Integral Formation in Virtue
While the trend in education is toward the Close Reading/New Criticism approach to literature, our teachers use Moral Criticism, which guides students through an analysis of what the text teaches us about beauty, wisdom, grace, and, especially, virtue. A similar approach is taken in other subjects like history (including Church history), theology, Scripture, and science, as stories provide rich and powerful examples of heroic virtue. Across the curriculum and throughout the stages of the Trivium, our students are immersed in the Aristotelian/Thomistic worldview of virtue being the key to the good life, with the grace of Jesus Christ remaining as our vital principle, pointing towards eternal life.
Greater Emphasis on Arts
Eliminating the Humanities makes us less human, because the arts are more conducive to the end for which we were created. The imitation of beautiful art leads us to God, and nothing trains the mind to think in an orderly fashion like the study of music. In a culture so ignorant of or hostile to Truth and Goodness, it is often argued that Beauty is the key to evangelization. Learn more about our visual and performing arts programs here.
Socratic Discussion/Mimetic Instruction
You will not see our lesson objective spelled out on classroom walls. Classical education does not seek to give answers to a question that was never asked. In order for students to behold a truth, they must first be led to behold an intriguing question. Then through a series of additional questions, a Socratic-style teacher can draw the answer out of students, sitting back and watching the “light bulbs” go on naturally. Students are also led to own a truth via mimetic instruction, where the various “types” are put before students, allowing them to naturally differentiate and come to know something new. For example, rather than asking students to simply copy down and memorize the definition of covenant, students are given examples of similar types – a promise, agreement, contract, covenant – and after a careful examination and discussion, students are able to construct the correct definition of covenant on their own, giving them a much better chance of retaining and applying the information. Venerable Archbishop Fulton Sheen once lamented that education often becomes “the transferring of information from the teacher’s manual to the student’s notebook without passing through the mind of either.” Not at Lourdes Classical!

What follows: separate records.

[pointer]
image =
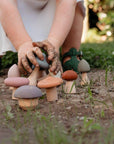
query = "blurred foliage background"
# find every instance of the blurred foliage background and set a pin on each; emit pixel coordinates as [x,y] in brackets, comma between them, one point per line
[98,43]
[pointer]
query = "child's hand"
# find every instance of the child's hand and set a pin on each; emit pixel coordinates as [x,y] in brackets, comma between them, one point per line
[52,55]
[26,52]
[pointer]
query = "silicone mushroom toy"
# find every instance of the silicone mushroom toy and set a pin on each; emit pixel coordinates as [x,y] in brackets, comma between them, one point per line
[70,76]
[50,83]
[28,96]
[14,71]
[15,82]
[38,71]
[84,67]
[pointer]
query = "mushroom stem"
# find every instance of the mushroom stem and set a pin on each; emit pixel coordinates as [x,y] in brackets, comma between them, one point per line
[28,104]
[51,94]
[34,76]
[13,91]
[85,79]
[70,87]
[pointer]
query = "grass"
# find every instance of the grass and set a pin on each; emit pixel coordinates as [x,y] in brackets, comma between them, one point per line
[34,128]
[99,55]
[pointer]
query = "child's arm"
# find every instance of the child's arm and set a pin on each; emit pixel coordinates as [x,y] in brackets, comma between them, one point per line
[14,28]
[62,23]
[64,16]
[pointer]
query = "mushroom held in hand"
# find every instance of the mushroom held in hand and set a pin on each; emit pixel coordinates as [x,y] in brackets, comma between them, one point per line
[15,82]
[37,72]
[69,76]
[84,67]
[50,83]
[28,96]
[13,71]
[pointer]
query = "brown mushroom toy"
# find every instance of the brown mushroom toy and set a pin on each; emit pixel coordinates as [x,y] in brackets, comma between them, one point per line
[15,82]
[28,96]
[70,76]
[50,83]
[83,67]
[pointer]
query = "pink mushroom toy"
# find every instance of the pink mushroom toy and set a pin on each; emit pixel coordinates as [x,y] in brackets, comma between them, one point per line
[83,68]
[13,72]
[28,96]
[50,83]
[70,76]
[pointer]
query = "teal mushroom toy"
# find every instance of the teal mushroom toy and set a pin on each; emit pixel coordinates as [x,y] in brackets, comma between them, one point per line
[38,71]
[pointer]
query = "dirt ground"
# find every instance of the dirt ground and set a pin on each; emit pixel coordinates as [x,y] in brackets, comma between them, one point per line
[88,101]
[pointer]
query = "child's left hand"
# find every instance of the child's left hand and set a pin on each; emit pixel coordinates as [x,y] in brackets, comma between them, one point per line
[52,55]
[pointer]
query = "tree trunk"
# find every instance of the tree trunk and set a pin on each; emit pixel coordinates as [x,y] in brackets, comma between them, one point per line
[86,22]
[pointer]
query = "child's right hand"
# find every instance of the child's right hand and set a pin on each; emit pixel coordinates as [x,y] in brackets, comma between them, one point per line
[26,51]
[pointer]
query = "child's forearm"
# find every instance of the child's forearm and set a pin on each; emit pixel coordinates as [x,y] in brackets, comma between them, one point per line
[62,23]
[12,24]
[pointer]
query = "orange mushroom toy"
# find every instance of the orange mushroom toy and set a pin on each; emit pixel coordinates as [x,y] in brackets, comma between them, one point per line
[69,76]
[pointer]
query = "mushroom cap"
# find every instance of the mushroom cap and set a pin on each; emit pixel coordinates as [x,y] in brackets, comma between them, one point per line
[28,92]
[69,75]
[42,63]
[14,71]
[83,66]
[50,82]
[16,81]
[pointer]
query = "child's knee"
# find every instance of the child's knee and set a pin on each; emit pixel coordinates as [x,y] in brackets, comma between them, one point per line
[70,2]
[82,8]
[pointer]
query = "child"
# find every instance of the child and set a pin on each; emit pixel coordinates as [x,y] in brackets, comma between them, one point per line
[54,23]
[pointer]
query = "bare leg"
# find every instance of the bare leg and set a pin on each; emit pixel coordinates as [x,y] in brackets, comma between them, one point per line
[74,37]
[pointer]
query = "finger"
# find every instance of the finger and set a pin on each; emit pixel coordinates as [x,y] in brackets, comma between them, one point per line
[32,58]
[26,65]
[51,53]
[53,66]
[38,52]
[37,44]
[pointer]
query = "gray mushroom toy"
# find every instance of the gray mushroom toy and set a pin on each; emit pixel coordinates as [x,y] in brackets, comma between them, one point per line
[28,96]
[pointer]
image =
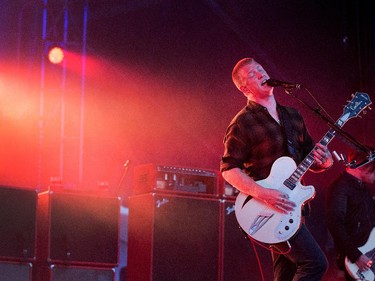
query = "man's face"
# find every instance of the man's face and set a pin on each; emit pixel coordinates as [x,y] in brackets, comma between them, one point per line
[253,78]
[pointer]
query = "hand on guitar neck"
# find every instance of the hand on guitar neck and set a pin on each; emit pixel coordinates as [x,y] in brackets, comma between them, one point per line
[364,263]
[322,157]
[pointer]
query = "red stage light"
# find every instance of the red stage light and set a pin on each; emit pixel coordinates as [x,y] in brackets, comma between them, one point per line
[56,55]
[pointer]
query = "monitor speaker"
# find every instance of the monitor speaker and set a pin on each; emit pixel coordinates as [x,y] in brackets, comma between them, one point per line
[173,238]
[65,273]
[78,229]
[17,223]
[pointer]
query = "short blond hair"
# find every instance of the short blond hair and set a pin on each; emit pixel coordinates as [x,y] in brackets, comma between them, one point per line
[236,78]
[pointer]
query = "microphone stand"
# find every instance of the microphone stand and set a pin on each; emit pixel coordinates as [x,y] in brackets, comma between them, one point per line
[345,135]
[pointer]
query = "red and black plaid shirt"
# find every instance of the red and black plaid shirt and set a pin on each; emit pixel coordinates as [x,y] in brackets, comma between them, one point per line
[254,140]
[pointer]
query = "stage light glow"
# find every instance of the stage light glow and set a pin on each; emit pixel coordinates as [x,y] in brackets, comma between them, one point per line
[56,55]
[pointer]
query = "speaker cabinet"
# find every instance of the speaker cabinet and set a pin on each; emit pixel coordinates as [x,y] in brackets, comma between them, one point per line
[78,229]
[64,273]
[173,238]
[239,258]
[15,271]
[17,223]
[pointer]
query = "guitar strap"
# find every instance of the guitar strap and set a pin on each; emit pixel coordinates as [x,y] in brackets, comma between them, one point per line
[291,147]
[289,133]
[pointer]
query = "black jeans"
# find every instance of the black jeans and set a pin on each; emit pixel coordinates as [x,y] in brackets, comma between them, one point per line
[305,261]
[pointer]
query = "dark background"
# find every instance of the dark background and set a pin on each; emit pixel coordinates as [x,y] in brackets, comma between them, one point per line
[157,84]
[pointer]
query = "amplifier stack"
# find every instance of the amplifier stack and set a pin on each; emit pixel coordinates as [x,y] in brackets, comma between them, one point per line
[182,226]
[57,236]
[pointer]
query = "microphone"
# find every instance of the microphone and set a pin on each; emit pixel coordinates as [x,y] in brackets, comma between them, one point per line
[277,83]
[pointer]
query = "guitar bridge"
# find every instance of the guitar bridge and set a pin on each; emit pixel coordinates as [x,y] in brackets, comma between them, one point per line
[259,222]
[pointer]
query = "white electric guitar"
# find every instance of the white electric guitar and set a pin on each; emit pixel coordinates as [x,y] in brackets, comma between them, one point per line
[369,250]
[264,223]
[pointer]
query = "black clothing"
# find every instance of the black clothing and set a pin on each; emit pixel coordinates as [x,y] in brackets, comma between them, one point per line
[350,214]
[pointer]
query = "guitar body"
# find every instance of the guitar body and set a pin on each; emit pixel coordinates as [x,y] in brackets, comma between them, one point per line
[369,250]
[264,223]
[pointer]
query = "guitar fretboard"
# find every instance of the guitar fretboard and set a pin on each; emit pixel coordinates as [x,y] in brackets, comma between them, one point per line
[308,161]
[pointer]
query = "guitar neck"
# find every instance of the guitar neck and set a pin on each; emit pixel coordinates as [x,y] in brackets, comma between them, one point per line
[303,167]
[359,102]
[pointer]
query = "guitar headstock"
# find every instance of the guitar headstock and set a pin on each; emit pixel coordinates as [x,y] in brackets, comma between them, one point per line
[358,103]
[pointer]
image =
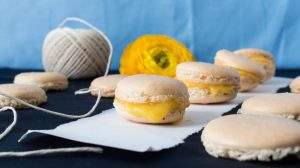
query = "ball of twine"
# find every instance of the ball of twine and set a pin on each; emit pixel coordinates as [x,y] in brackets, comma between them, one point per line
[77,53]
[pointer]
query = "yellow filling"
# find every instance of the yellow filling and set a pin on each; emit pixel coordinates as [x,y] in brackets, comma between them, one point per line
[248,74]
[153,111]
[215,90]
[262,60]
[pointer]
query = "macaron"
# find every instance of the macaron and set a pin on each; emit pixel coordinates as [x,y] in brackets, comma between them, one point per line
[279,104]
[28,93]
[106,84]
[251,73]
[151,99]
[251,137]
[295,85]
[208,83]
[261,57]
[45,80]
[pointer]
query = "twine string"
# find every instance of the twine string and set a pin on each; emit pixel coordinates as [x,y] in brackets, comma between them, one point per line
[48,151]
[75,19]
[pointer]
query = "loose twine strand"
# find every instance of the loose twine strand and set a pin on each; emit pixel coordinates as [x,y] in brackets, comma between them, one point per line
[49,151]
[81,91]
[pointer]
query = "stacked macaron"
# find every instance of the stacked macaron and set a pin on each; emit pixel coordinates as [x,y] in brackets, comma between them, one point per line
[45,80]
[295,85]
[30,94]
[30,87]
[106,84]
[151,99]
[252,137]
[208,83]
[280,104]
[251,73]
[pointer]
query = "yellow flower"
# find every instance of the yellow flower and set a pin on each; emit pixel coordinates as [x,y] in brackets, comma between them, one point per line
[154,54]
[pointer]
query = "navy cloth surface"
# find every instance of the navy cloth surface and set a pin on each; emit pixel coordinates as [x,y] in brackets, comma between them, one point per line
[189,154]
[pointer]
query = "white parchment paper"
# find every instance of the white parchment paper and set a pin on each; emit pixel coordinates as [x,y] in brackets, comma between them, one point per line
[109,129]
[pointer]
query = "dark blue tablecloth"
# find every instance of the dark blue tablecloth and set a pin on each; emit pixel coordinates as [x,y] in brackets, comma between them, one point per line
[189,154]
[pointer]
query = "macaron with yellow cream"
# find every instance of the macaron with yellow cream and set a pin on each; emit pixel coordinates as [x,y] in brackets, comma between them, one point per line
[261,57]
[251,73]
[208,83]
[151,99]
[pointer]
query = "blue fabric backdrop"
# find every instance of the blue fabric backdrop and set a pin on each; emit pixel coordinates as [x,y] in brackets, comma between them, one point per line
[204,26]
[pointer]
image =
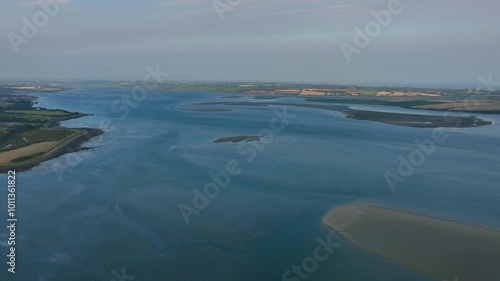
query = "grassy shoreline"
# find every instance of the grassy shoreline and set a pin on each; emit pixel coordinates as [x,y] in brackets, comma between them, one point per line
[31,135]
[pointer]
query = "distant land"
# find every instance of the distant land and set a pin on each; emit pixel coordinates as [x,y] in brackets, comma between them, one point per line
[30,135]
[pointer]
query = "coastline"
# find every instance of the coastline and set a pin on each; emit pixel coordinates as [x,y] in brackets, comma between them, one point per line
[71,144]
[435,246]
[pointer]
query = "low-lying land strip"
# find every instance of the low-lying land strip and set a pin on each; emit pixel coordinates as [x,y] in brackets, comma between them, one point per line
[31,135]
[400,119]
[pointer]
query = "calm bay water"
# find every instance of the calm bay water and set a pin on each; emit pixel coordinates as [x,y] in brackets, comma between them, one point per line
[117,208]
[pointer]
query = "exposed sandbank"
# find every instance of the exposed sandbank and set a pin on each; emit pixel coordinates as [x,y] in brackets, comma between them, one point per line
[441,248]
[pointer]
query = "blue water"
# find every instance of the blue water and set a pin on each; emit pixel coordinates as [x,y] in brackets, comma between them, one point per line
[84,216]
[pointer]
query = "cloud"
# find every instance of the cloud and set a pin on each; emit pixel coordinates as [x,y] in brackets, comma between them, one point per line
[33,4]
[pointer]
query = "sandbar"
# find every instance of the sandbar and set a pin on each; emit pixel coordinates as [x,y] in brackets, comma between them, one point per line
[442,248]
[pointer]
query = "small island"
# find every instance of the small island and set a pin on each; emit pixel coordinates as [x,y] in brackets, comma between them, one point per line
[238,139]
[30,135]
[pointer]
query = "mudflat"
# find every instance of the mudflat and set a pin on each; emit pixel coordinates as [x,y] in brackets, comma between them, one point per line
[441,248]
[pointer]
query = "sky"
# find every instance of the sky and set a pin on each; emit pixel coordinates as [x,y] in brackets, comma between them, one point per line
[424,43]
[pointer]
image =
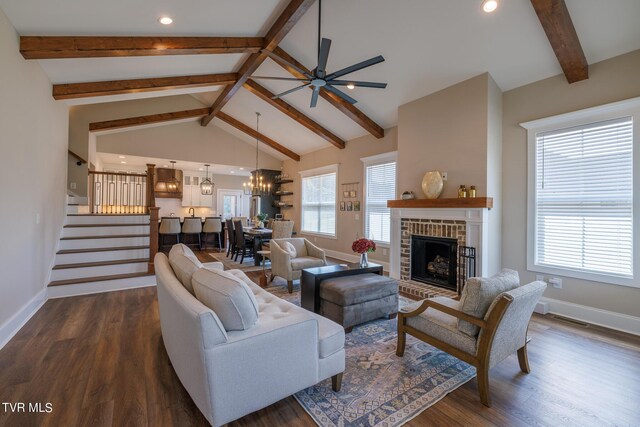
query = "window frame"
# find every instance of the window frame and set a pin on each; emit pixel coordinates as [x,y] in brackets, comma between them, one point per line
[584,117]
[378,159]
[310,173]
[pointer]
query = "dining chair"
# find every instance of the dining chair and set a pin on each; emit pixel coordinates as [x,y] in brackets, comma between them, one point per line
[169,226]
[213,226]
[244,246]
[190,227]
[231,238]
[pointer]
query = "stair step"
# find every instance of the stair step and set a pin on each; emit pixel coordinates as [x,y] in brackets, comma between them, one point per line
[106,225]
[100,263]
[87,250]
[110,236]
[97,279]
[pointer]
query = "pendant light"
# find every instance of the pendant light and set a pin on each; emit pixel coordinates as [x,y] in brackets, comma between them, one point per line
[172,184]
[206,186]
[257,185]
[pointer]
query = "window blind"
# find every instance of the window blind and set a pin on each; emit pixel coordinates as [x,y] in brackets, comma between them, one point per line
[584,198]
[380,187]
[319,204]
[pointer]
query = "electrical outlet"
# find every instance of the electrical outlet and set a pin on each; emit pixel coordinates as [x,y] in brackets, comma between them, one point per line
[556,282]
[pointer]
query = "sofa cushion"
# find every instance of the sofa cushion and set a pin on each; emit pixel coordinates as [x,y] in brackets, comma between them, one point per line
[441,325]
[479,293]
[290,249]
[350,290]
[184,263]
[229,297]
[305,262]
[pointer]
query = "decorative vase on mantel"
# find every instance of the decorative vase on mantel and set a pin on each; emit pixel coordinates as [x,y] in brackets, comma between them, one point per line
[364,260]
[432,184]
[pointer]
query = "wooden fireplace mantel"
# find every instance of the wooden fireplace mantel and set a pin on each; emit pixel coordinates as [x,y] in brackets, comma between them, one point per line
[467,203]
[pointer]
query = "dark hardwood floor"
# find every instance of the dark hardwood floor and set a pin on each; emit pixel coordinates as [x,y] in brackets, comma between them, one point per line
[99,360]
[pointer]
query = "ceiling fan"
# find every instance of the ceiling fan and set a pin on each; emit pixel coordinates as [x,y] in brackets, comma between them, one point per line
[319,78]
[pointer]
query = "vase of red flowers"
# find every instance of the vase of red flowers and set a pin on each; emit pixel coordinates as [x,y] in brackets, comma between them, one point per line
[363,247]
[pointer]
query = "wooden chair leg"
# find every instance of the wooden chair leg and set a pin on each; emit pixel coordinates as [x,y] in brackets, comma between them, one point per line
[523,359]
[336,382]
[483,383]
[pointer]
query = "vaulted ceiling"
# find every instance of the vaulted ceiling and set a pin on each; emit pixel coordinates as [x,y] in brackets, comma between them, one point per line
[428,45]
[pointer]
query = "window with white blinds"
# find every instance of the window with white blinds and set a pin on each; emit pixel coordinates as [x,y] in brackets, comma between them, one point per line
[583,201]
[380,186]
[319,204]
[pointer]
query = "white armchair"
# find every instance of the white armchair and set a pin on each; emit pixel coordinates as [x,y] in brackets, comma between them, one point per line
[289,265]
[488,324]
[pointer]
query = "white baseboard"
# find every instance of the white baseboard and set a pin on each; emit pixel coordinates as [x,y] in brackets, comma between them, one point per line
[18,320]
[595,316]
[353,258]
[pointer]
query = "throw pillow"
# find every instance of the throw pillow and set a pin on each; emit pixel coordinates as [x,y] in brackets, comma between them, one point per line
[479,293]
[229,297]
[290,249]
[184,263]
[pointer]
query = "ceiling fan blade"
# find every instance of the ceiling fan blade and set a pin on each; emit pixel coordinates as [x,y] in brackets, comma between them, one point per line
[290,79]
[341,94]
[357,83]
[323,56]
[356,67]
[287,63]
[314,96]
[287,92]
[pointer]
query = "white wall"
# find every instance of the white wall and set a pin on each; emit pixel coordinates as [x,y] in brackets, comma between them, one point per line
[33,174]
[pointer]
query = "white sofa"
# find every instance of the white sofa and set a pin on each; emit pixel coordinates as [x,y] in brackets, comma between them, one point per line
[229,374]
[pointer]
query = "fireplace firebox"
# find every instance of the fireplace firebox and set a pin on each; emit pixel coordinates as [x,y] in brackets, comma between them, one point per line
[434,260]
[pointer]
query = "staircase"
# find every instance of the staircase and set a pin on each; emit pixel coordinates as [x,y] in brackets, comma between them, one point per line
[99,253]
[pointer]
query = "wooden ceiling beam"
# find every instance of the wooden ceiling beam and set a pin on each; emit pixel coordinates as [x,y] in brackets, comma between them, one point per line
[557,24]
[264,94]
[252,133]
[54,47]
[285,22]
[118,87]
[147,120]
[345,107]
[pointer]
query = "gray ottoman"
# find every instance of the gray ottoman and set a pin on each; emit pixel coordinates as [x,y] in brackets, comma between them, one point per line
[352,300]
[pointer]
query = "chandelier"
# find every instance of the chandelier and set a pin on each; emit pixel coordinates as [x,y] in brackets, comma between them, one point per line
[206,186]
[257,185]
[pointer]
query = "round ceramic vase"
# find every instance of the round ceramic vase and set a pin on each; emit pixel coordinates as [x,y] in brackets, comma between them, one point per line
[432,184]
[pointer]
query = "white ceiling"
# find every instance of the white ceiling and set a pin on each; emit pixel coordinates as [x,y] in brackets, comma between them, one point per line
[428,46]
[114,162]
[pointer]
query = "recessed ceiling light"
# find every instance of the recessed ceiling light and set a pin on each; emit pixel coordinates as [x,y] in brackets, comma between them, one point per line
[489,5]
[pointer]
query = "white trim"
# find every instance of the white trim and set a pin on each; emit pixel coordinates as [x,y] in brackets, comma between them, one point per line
[391,156]
[320,171]
[343,256]
[12,326]
[629,107]
[594,316]
[561,119]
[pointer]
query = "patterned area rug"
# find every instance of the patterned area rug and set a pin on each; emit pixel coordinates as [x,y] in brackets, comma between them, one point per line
[229,263]
[378,388]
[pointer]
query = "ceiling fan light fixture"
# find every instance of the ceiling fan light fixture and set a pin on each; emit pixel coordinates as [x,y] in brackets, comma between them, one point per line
[489,5]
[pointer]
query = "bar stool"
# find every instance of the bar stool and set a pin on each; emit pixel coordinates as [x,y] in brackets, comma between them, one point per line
[192,226]
[213,226]
[169,226]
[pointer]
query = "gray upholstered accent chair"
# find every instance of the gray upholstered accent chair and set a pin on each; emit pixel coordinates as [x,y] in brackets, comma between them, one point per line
[487,324]
[288,263]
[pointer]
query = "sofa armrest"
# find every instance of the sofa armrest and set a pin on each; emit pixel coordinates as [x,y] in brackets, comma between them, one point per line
[315,251]
[443,308]
[213,265]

Technology as a Means, Not an End
At Lourdes Classical we are not opposed to using any tool that helps us achieve our mission. Digital technology is one such tool, but its usefulness is limited. We reject the modern notion that the computer is on its way to replacing the teacher. We also reject the movement towards, as Martin Cothran put it, burying students further “under the the modern avalanche of disordered information” by handing out iPads to every student. Our focus is equipping students with an ability to order things correctly, including an ability to put science and technology at the service of man (and God), not the other way around. Again, technology can and does serve our purpose, as evidenced by the digital screen you are reading right now, and our teachers utilize it in a limited number of ways. But studies reveal an inverse relationship between technology use and student well-being and performance. (Even Time Magazine calls screens in schools a “$60 billion hoax.”) So we avoid screens as much as possible and do not teach technology as an end itself.